Keynote speaker Boyd became the first African American woman to earn a Master of Science degree in mechanical engineering from Yale. Additionally, in 2009 Boyd was nominated by President Barack Obama and confirmed by the US Senate to serve as a trustee for the Barry Goldwater Scholarship and Excellence Foundation. Then, in 2014 Boyd returned to her undergraduate alma mater, Alabama State University, to serve as the institution’s first female president.
After Boyd’s keynote address, the MLK Planning Committee will recognize this year’s recipient of the MLK Award, City of Refuge, at the committee’s annual Unity Benefit Concert at 7 p.m. on Jan. 25 at the Missouri United Methodist Church. The award honors individuals or groups who make significant contributions to the race relations, social justice and human rights fields and uphold King’s legacy.

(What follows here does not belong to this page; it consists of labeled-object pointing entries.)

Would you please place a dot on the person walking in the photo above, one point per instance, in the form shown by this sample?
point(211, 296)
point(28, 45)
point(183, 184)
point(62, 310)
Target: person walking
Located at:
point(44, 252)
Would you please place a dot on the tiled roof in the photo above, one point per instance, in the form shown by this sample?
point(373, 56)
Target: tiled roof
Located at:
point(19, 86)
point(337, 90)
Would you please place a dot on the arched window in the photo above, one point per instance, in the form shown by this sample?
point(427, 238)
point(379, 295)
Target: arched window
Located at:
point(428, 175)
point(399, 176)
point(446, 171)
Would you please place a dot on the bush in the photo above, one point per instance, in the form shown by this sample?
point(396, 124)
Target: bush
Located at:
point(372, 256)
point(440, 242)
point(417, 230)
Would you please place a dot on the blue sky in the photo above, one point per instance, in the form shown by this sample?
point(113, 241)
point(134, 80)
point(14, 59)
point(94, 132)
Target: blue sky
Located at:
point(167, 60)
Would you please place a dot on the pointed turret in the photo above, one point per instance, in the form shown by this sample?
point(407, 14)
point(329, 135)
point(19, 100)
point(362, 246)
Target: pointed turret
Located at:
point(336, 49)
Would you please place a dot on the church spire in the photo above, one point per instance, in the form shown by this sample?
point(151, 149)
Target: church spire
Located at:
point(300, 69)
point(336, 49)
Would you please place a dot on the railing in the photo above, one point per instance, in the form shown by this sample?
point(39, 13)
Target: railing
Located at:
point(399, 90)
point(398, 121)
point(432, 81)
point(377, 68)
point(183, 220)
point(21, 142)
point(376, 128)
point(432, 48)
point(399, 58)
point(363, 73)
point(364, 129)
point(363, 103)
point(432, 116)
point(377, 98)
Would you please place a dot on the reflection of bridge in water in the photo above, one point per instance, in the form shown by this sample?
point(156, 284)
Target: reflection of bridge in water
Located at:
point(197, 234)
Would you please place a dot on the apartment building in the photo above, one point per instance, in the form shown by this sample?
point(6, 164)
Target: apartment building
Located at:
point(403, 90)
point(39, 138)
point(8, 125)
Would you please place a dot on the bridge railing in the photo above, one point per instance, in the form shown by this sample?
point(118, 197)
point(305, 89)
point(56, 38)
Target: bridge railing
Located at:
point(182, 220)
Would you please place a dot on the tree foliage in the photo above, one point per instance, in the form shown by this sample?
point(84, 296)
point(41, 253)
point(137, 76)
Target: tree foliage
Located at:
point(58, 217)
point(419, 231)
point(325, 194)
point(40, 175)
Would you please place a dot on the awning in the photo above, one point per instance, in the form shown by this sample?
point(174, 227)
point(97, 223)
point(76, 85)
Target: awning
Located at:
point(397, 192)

Patrons are encouraged to bring donations to the free concert, co-hosted by Choral Arts Alliance of Missouri, with all of the money raised going towards City of Refuge.
In addition, on Jan. 20 the MU Chapter of the Black Law Students and MU Law co-hosted a screening and roundtable discussion of the film “Just Mercy” at Regal Columbia & RPX.
Also on that day, the Columbia NAACP held their annual celebration that began at the Martin Luther King, Jr. Memorial at Battle Garden, then continued with a motorcade to Second Missionary Baptist Church. Mayor Brian Treece and First Ward City Councilman Clyde Ruffin were both in attendance to speak on the importance of unity.
Faculty, students and community members are all encouraged to visit the replica of the Martin Luther King Jr. National Memorial in Ellis Library as a reminder of King’s numerous accomplishments.